Heating elements are the heat source on all electric water heaters — universal ¾" screw-in design across all major brands. When an element burns out (most common at year 7-12), the unit produces no hot water or lukewarm water depending on which element failed.
Standard element specs
| Wattage | Voltage | Healthy resistance | Application |
|---|---|---|---|
| 3500W | 240V | ~16-18 Ω | Older smaller tanks; some 30-gal |
| 4500W (standard) | 240V | ~10-16 Ω | Most residential 40-80 gal |
| 5500W (Heavy Duty) | 240V | ~9-11 Ω | Faster recovery; some 75/80-gal |
| 1400W | 120V | ~10 Ω | RV electric models (Atwood, Dometic, Suburban DE) |
| 1500W | 120V | ~38-42 Ω | Mini-tanks (Bosch Tronic, Reliance SOMS) |
Symptoms by which element failed
- Upper element failed: no hot water at all (upper is primary; controls power flow to lower)
- Lower element failed: lukewarm output; hot water runs out fast; upper section heats but lower stays cold
- Both failed: rare unless related cause (electrical surge, dry-fire damage)
Diagnostic test (multimeter)
- Power OFF at 240V breaker. Verify with voltage tester at the element terminals
- Remove access cover (upper or lower)
- Fold back insulation; remove plastic safety cover
- Disconnect ONE lead from the element (isolates it from circuit)
- Multimeter on Ω (resistance) — 200 Ω range or auto-range
- Touch probes to the two element terminals
- Compare reading to spec
Interpreting results
- OL or infinite: element failed open (burned out). Replace
- Near 0 Ω: element shorted internally. Replace
- Out of spec by 20%+: degraded element. Plan replacement
- Within spec: element healthy. Look elsewhere (thermostat, ECO, breaker)
Element-to-ground short test (critical)
With multimeter still on Ω, touch one probe to an element terminal and the other to the tank shell or ground bolt.
- Should read OL (open). Element is not shorted to ground
- Continuity present = shorted to sheath.

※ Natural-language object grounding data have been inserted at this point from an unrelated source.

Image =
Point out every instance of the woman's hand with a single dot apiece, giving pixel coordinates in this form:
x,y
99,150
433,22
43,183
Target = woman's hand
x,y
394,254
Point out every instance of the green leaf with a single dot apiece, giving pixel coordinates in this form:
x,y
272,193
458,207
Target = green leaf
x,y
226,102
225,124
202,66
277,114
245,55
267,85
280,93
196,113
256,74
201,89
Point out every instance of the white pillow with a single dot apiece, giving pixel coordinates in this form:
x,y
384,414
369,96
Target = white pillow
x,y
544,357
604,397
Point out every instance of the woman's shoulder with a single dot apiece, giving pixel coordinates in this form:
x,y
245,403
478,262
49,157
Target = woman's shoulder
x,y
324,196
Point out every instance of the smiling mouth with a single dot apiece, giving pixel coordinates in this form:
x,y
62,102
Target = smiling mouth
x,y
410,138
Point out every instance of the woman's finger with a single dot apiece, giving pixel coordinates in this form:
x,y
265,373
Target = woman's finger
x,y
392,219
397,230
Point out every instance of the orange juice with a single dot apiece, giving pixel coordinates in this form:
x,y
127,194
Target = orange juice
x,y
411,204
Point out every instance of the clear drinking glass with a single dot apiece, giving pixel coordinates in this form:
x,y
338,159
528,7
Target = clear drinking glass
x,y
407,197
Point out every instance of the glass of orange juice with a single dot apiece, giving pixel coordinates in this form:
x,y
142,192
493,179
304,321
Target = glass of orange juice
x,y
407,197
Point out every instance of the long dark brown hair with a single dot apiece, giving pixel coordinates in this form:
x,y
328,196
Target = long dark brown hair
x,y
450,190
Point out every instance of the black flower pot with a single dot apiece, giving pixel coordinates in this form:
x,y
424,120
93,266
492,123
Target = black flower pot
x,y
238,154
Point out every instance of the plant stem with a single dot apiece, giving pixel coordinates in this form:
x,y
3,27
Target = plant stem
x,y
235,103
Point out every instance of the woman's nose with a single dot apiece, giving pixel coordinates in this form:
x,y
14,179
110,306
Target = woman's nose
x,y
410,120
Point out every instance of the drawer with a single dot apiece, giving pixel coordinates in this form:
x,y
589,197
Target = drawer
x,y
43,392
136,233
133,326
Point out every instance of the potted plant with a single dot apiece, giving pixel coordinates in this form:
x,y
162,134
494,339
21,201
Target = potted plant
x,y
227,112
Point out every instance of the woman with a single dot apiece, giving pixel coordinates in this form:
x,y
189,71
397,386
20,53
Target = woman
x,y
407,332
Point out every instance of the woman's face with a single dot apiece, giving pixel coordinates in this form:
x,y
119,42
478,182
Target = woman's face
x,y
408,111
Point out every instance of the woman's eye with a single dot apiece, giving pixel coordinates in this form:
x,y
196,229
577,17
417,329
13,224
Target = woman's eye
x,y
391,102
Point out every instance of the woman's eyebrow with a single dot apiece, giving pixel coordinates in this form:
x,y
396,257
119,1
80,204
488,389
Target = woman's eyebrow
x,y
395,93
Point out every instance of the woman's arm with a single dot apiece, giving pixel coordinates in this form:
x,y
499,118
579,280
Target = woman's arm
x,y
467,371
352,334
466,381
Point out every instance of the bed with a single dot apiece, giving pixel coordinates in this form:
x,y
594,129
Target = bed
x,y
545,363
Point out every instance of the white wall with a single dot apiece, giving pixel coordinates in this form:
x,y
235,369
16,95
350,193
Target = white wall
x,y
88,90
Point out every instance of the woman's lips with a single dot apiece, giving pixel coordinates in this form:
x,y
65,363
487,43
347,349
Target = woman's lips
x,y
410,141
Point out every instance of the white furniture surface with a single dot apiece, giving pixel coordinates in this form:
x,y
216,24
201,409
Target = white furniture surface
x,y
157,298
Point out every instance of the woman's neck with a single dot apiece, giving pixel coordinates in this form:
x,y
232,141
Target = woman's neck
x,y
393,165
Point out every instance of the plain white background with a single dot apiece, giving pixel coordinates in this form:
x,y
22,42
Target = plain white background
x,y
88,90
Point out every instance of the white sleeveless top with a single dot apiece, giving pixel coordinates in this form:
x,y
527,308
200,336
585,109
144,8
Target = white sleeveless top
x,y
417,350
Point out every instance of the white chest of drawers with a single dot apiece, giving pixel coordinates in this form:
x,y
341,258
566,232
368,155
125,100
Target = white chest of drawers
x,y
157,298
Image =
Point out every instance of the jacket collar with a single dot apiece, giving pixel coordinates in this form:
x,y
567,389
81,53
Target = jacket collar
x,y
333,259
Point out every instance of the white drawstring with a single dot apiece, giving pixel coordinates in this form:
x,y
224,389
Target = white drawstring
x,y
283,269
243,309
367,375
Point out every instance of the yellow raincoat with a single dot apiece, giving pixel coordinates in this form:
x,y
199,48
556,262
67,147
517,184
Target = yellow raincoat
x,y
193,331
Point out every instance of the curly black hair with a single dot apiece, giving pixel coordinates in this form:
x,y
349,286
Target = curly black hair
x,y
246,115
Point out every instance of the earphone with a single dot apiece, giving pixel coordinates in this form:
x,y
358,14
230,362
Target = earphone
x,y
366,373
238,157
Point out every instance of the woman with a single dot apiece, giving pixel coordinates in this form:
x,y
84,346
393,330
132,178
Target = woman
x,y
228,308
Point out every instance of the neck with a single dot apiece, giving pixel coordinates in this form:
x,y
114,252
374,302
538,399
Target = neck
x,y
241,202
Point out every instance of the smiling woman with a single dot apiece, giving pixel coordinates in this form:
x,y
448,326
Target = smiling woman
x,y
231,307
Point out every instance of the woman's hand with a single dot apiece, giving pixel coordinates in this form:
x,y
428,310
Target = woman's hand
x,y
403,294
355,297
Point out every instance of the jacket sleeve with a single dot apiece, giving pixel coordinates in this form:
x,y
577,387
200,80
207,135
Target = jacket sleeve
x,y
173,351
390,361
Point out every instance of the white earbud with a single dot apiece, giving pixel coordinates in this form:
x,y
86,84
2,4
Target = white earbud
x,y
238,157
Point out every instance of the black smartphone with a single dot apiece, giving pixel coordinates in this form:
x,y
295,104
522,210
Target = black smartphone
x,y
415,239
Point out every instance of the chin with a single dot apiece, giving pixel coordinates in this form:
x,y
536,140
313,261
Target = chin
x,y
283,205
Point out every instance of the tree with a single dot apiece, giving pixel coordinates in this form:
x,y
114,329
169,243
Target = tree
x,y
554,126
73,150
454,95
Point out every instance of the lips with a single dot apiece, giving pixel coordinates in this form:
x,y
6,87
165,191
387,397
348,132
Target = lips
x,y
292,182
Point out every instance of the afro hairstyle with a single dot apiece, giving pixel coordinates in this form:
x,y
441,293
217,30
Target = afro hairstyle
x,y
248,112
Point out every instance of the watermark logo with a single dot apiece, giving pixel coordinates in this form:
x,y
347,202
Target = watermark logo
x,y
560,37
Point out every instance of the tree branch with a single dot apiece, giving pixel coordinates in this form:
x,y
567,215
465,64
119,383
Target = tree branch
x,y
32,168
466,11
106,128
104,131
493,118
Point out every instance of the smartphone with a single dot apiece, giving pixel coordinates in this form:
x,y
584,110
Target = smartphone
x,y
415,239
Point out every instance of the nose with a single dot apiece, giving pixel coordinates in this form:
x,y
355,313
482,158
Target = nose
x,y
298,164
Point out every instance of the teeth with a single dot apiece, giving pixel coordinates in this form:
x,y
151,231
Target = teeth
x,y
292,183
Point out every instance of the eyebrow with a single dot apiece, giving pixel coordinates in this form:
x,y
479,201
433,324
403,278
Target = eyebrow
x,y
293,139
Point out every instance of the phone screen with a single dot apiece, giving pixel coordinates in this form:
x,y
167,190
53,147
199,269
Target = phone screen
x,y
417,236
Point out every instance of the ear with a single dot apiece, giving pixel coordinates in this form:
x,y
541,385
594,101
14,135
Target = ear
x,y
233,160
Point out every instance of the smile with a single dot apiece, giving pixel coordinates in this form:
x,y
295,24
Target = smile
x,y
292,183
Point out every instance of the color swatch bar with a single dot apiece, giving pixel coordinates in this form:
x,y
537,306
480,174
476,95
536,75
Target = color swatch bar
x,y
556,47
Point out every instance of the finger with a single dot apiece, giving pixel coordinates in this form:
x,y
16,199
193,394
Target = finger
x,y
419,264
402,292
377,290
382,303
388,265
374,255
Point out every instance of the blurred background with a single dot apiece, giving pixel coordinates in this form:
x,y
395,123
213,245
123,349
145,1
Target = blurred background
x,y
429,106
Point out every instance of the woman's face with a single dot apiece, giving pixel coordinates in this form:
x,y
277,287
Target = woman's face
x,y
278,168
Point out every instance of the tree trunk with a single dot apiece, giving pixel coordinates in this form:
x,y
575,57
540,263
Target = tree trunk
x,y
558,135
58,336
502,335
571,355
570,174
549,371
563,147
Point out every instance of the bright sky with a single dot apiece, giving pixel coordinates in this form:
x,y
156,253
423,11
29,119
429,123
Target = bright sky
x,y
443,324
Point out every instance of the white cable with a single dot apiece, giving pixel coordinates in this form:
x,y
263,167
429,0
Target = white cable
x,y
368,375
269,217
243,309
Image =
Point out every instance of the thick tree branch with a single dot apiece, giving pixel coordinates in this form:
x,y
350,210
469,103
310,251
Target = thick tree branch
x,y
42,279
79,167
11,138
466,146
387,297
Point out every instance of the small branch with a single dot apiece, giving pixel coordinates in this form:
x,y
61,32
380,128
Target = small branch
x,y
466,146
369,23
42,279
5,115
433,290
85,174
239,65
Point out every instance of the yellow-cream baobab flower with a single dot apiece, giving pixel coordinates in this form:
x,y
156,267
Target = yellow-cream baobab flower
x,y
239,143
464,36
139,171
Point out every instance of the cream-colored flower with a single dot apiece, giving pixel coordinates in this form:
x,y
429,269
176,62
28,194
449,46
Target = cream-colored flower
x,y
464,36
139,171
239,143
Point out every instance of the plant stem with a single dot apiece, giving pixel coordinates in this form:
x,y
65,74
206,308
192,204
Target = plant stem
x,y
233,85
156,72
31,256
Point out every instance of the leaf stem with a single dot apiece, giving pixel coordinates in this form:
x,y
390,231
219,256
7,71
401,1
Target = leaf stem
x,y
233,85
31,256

Replace immediately — element shorted to ground trips breakers repeatedly and can damage contactor
High-watt density vs low-watt density
High-watt density (HWD) — standard
- Shorter element, more heat per square inch
- Faster recovery
- Scales faster in hard water (concentrated heat = faster mineral precipitation)
- Factory default on most brands
- $20-30
Low-watt density (LWD) — upgrade
- Longer element, more surface area, less localized heat
- Lasts much longer in hard water (less scaling)
- $25-35 (+$5-10 over HWD)
- Best for hard water installs at next replacement
Replacement procedure
- Power off at breaker; verify with voltage tester
- Drain tank to below the failed element\'s height (lower element = full drain; upper = drain ~half)
- Disconnect both leads (note positions)
- Use 1-1/16" element wrench to unscrew (often torqued tight; use cheater bar if needed)
- Inspect old element — scale, corrosion, burn marks
- Install new element with new gasket (always replace gasket)
- Hand-tight plus ¼-turn with wrench — do not overtighten
- Refill tank fully (open hot tap until steady stream — verify no air pocket)
- Restore power ONLY after tank confirmed full
Critical: never power up dry
Dry-fired elements burn out in seconds. The element must be submerged in water before energizing. Always:
- Verify tank fully refilled (hot tap runs steady, no air sputter)
- Then flip the breaker
- Dry-fire damage is NOT covered under warranty
Universal compatibility
4500W 240V screw-in elements are universal — Camco, Rheem, AO Smith, Bradford White, Marathon, all fit the same way. OEM elements are typically $25-40; Camco aftermarket at $15-25 fits and functions identically.
Bottom line
Element replacement is the most-common DIY electric water heater repair. Test before ordering — many "no hot water" calls are actually thermostat, ECO, or breaker. 4500W universal element fits any brand. Never dry-fire. Switch to low-watt density on hard-water installs.